At presstime, nearly 80% of the $1.8 billion in clean-up contracts awarded by FEMA had been made with little or no bidding. Not surprisingly, large, out-of-state, and politically well-connected construction behemoths dominated. California's Bechtel and Fluor each scored $100 million in no-bid contracts before the floodwaters had even receded. Halliburton cashed in too, nabbing a $500 million contract to repair Gulf Coast Naval facilities.

"The big hogs have been eating all this time," says L&L Dumping owner Lucky Jones Ellis, 55. "Us little hogs need to feed at the trough too." L&L, which owns a modest fleet of Bobcats, dump trucks, and backhoes in Camp Hill, Ala., is too small for FEMA's large contracts, and while Ellis has trawled its large competitors' websites, filled out numerous applications, and dialed the requisite 800 numbers, he has yet to land a subcontract.

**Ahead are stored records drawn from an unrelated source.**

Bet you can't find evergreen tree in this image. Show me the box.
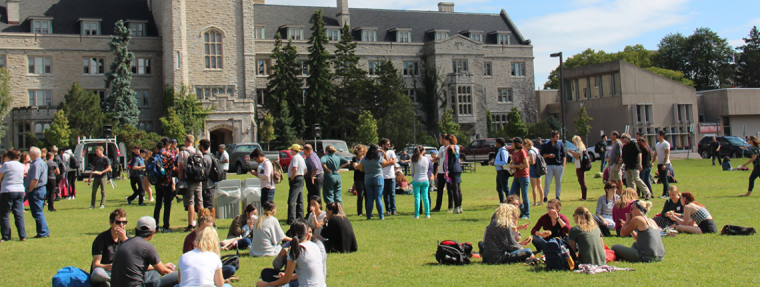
[546,115,561,131]
[438,108,460,136]
[43,110,71,149]
[736,26,760,87]
[163,85,213,136]
[61,82,104,145]
[0,68,12,145]
[103,20,139,127]
[415,56,451,134]
[331,23,369,139]
[504,107,528,138]
[265,33,299,147]
[526,120,553,139]
[355,110,378,144]
[159,108,185,141]
[305,9,334,138]
[259,113,276,151]
[573,106,593,143]
[371,60,416,147]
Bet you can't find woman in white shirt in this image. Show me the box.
[410,146,433,219]
[257,220,327,287]
[307,195,326,242]
[178,226,229,287]
[251,202,292,256]
[250,148,275,203]
[569,136,589,201]
[0,149,27,241]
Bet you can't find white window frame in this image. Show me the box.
[457,85,473,115]
[492,113,507,130]
[396,30,411,43]
[31,19,52,34]
[407,89,417,103]
[361,29,377,42]
[510,62,526,77]
[498,34,511,45]
[452,59,468,73]
[204,30,223,69]
[435,32,449,40]
[129,22,146,36]
[28,90,52,107]
[469,33,482,42]
[257,59,272,76]
[131,58,151,75]
[483,62,492,77]
[195,86,234,100]
[497,88,513,103]
[368,61,381,76]
[81,21,100,35]
[28,56,52,74]
[83,57,105,75]
[256,90,265,106]
[327,29,342,41]
[175,51,181,69]
[254,26,266,39]
[288,27,304,41]
[403,61,419,76]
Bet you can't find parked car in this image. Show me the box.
[74,136,128,180]
[403,145,437,159]
[227,143,280,174]
[305,139,353,159]
[279,150,294,170]
[460,138,512,164]
[587,139,612,162]
[698,136,751,159]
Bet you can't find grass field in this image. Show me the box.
[1,158,759,286]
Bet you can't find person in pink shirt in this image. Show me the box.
[612,188,638,236]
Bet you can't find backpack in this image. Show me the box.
[435,240,472,265]
[543,238,574,271]
[581,150,592,172]
[52,266,90,287]
[221,248,240,270]
[533,149,547,176]
[145,153,166,185]
[593,215,612,237]
[721,225,756,236]
[205,153,226,183]
[271,159,283,184]
[70,154,81,174]
[183,149,207,183]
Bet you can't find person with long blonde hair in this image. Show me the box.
[568,135,588,200]
[612,188,638,236]
[481,204,534,264]
[611,200,665,262]
[569,207,607,266]
[178,226,228,287]
[524,139,544,206]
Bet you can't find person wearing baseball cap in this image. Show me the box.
[509,137,531,219]
[110,216,179,287]
[287,144,307,224]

Where are those subcontracts going? "To carpetbaggers," says Mitchell Mark, owner of Snee Chemical, a 35-person janitorial supply firm in Harahan, La. Mark says he has a warehouse full of cleaning supplies in Katrina-ravaged Jefferson Parish, but FEMA, big contractors, and even the Red Cross aren't buying much locally. "They're shipping things in from out of state," says Mark. "Exactly how is that supposed to help the local economy?"